Political Corruption - a Persistent Global Phenomenon

By Julian Voss Dec. 9, 2020 Weekly Graphs

Today marks the International Anti-Corruption Day, which was initiated after the United Nations General Assembly adopted its Convention against Corruption in 2003. This event aims to raise awareness about the various efforts to combat corruption around the globe. Therefore, today’s weekly graph uses V-Dem data to look at the global development of corruption.

The heat map below shows the distribution of countries across different levels of the political corruption index from 1990 to 2019. This V-Dem indicator considers six different forms of corruption. It incorporates measures of corruption in the executive, legislative, and judiciary as well as in the public bureaucracy. The included measures further differentiate between bribe-taking and embezzlement within the executive and administration.
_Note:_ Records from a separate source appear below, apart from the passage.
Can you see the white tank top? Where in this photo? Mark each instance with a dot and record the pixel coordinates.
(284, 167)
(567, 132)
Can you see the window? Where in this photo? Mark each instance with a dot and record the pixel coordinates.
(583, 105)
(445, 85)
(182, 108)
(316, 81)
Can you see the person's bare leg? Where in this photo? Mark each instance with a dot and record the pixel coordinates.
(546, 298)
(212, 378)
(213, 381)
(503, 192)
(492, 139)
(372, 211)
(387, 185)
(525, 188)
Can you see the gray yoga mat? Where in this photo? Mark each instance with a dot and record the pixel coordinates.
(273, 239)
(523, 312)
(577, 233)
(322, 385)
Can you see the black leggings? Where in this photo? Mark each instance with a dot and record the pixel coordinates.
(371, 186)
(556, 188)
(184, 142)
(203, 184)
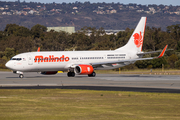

Taken together, this index gives us a holistic indicator of how different types of corruption prevail for each country, in a given year.

The graph shows that there has been comparatively little change during the last three decades and most countries find themselves at either end of the corruption spectrum. Nevertheless, there have been substantial changes over time within countries. For instance, countries like Georgia, Tunisia, or Benin made considerable progress in reducing corruption. On the contrary, corruption substantially increased in Malawi, Burundi, and Albania, according to the data. 

Why is it that corruption is so persistent in many parts of the world? Part of the answer lies in the nature of the problem. When corruption is widespread, it becomes institutionalized and the norm rather than the exception. In an environment where political power or access to public services depends on the payments of bribes, non-corrupt behavior can lead to considerable disadvantages. Therefore, anti-corruption efforts are plagued by collective action problems as individuals have little incentive to deviate from the expected behavioral norm. Democratic elections are often seen as an effective means of reducing corruption because elected officials will fear being sanctioned at the polls if they misuse their position for private gains. However, even holding competitive elections is often not enough to curb corruption as voters may lack access to reliable information that is required to blame the responsible individuals. Furthermore, voters have little chance to disincentivize corruption in the absence of real alternatives. This issue is illustrated by cases like Ghana or Indonesia, which made extensive progress in election quality, but where corruption levels are still high, according to the data. 

The fact that corruption is still widespread in large parts of the world should not discourage anti-corruption efforts. International organizations engaged in the fight against corruption should evaluate their strategies against the background of successful cases and continue their support for democratic actors trying to hold corrupt officials accountable. Research projects like V-Dem can contribute to these efforts by refining their measures and increase our knowledge about the past and present.